負けない。と、思いながら階段を下り広間に着くとやはり注目を浴びた。
まだ夜が明けきらないオレンジ色のランプの中、階段を下りて来た佐知子に視線が集まり、元々静かな広間が、しんっ……と静まり返る。
しかし今日も同じように、皆は、ぱっと顔をそむけ、チラチラ、ヒソヒソと佐知子の方を見ては話している。
気になるが……気にしない。佐知子はそう心に決め、平静を装い、食事を貰いに炊事場のカウンターへ向かった。
「おはようございます。すみません、朝食を……」
「ん」
ガシャン! と、置かれた朝食に既に心が折れそうになるが、瞳を閉じて息吸い、心をなんとか持ちなおす。
「……ありがとうございます……」
佐知子はお礼をいうとプレートを受け取り、また昨日と同じ場所へと、広間の左隅を見た。
空いていたそこに行き座ると、少しほっとする。
しかし顔を上げるとこっちを見ていた人達がぱっと顔をそらす。
一体これは何なのだ! と、佐知子はまたもや怒りがわいてきた。
(もう知らない!)
そう思うとフォークを掴み朝食を食べはじめた。
役人宿舎の食事が美味しいのが今の佐知子にとって唯一の救いだった。
(あー、おいし!)
食事に集中した後、綺麗に食べ切ったプレートを返却場所へ持っていく。
「ごちそうさまでした、美味しかったです」
「…………」
佐知子がそう言うと炊事係の中年女性は少し驚いた表情で佐知子を見た。
「?」
何だろう? と、思いながらも、女性はプレートを持ち奥へと消えた。
歯を磨こうと佐知子は階段へと向かう。
相変わらず、人の視線やヒソヒソ声はあるがもう大分、慣れて来た……というのは強がりで、怒りが勝っているので気にしないようにしていた。
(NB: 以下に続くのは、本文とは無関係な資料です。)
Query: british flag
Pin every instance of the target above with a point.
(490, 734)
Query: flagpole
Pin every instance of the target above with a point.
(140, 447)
歯を磨き、荷物を纏め、もうほぼ誰もいない広間を通り、いってきます。と、門番の老人に声をかけると、門番の老人も少し驚いた表情をしたがにこやかに手を上げて、いってらっしゃい。と、返してくれた。
佐知子は重い鉄の扉を開いた。
夜が明けたばかりの眩しいオレンジ色の太陽と、夜空の濃紺のグラデーションの美しい空に、佐知子は息をのむ。
(今日からだ……今日から、頑張ろう!)
佐知子は役場へと続く道を、一歩、踏み出した。